Geometry of random Cayley graphs of Abelian groups

Abstract

Consider the random Cayley graph of a finite Abelian group G with respect to k generators chosen uniformly at random, with $1\ll log\mathit{k}\ll log|\mathit{G}|$. Draw a vertex $\mathit{U}\sim Unif(\mathit{G})$.

We show that the graph distance $dist(\mathsf{id},\mathit{U})$ from the identity to U concentrates at a particular value M, which is the minimal radius of a ball in ${\mathbb{Z}}^{\mathit{k}}$ of cardinality at least $|\mathit{G}|$, under mild conditions.

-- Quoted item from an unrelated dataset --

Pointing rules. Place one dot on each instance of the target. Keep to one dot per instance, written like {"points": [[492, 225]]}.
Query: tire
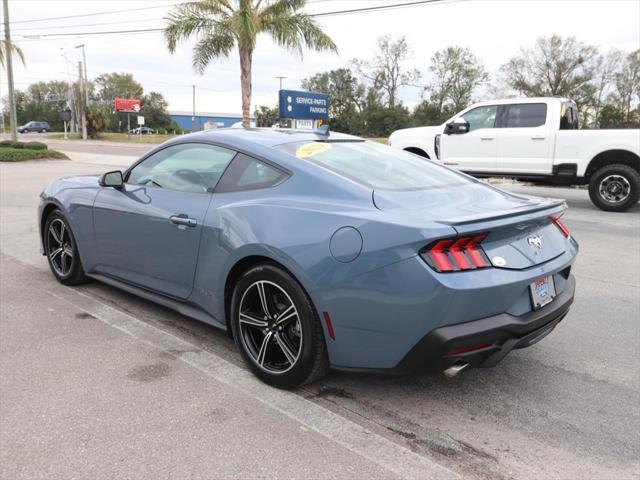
{"points": [[65, 264], [286, 355], [615, 188]]}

In other words, the distance from the identity for all but $\mathit{o}(|\mathit{G}|)$ of the elements of G lies in the interval $[\mathit{M}-\mathit{o}(\mathit{M}),\mathit{M}\mathbf{+}\mathit{o}(\mathit{M})]$. In the regime $\mathit{k}\gtrsim log|\mathit{G}|$, we show that the diameter of the graph is also asymptotically M. In the spirit of a conjecture of Aldous and Diaconis (Technical Report 231 (1985)), this M depends only on k and $|\mathit{G}|$, not on the algebraic structure of G.

Write $\mathit{d}(\mathit{G})$ for the minimal size of a generating subset of G. We prove that the order of the spectral gap is $|\mathit{G}{|}^{-2/\mathit{k}}$ when $\mathit{k}-\mathit{d}(\mathit{G})\asymp \mathit{k}$ and $|\mathit{G}|$ lies in a density-1 subset of $\mathbb{N}$ or when $\mathit{k}-2\mathit{d}(\mathit{G})\asymp \mathit{k}$. This extends, for Abelian groups, a celebrated result of Alon and Roichman (Random Structures Algorithms 5 (1994) 271–284).

The aforementioned results all hold with high probability over the random Cayley graph.